The U.S. acted alone in Monday's helicopter raid, did not inform Pakistan until it was over and pointedly did not thank Pakistan at the end of a wildly successful operation. All this suggests more strain ahead in a relationship that was already suffering because of U.S. accusations that the Pakistanis are supporting Afghan militants and Pakistani anger over American drone attacks and spy activity.
Pakistani intelligence agencies are normally very sharp in sniffing out the presence of foreigners in small cities.
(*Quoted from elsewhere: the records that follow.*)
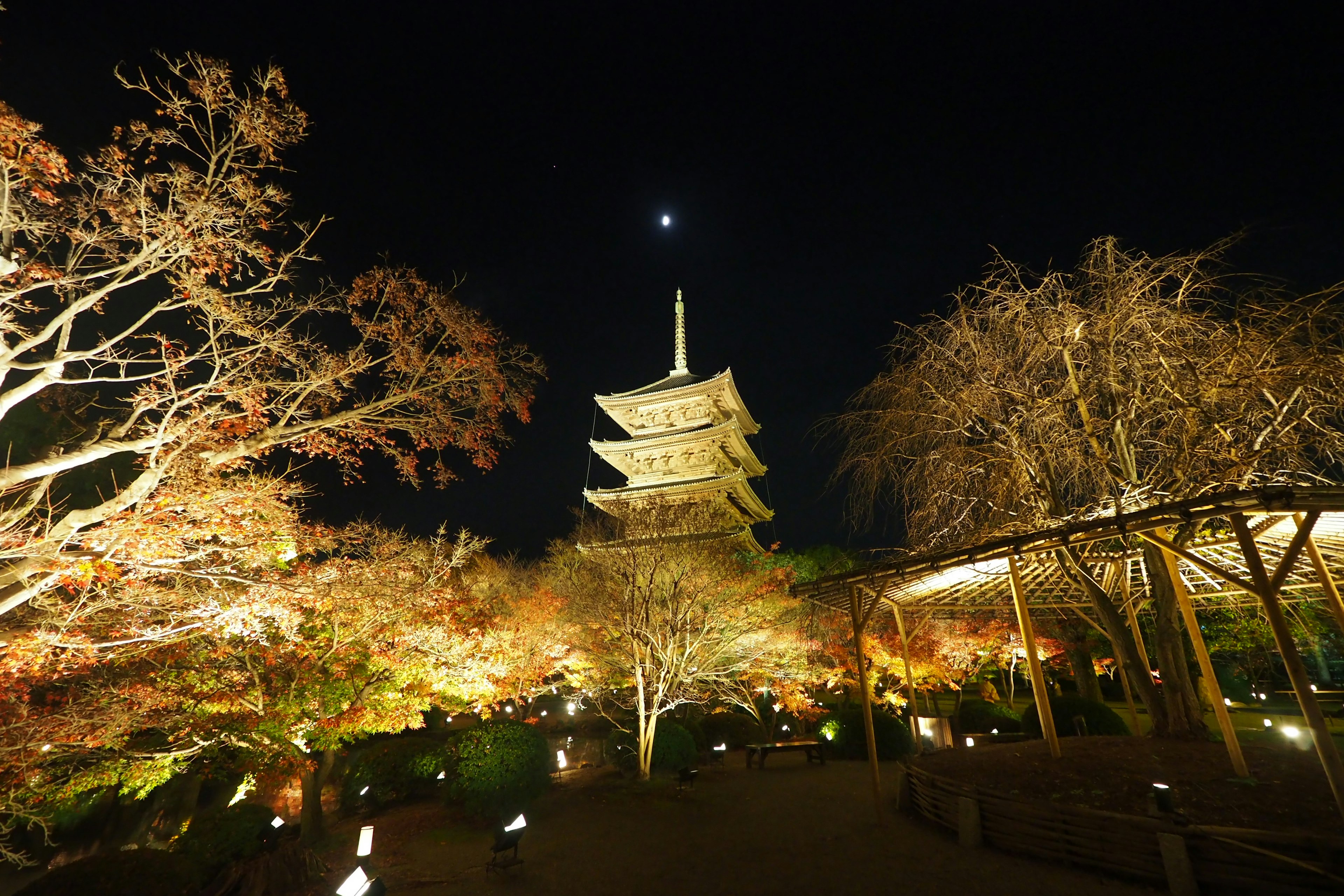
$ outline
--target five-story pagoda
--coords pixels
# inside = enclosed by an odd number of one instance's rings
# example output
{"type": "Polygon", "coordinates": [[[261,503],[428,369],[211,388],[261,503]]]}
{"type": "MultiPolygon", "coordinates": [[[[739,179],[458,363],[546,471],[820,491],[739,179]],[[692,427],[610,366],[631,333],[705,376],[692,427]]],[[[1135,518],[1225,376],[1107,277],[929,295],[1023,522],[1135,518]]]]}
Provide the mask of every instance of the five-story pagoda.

For years, Western intelligence had said bin Laden was most likely holed up in a cave along the Pakistan-Afghan border, a remote region of soaring mountains and thick forests where the Pakistan army has little presence. But the 10-year hunt for the world's most-wanted man ended in a whitewashed, three-story house in a middle-class area of Abbottabad, a leafy resort city of 400,000 people nestled in pine-forested hills less than 35 miles from the national capital, Islamabad.
Sen. Carl Levin, the chairman of the Senate Armed Services Committee, said bin Laden's location meant Pakistan had "a lot of explaining to do."
"I think this tells us once again that unfortunately Pakistan at times is playing a double game," said Sen. Susan Collins, R-Maine, a member of the Armed Services Committee.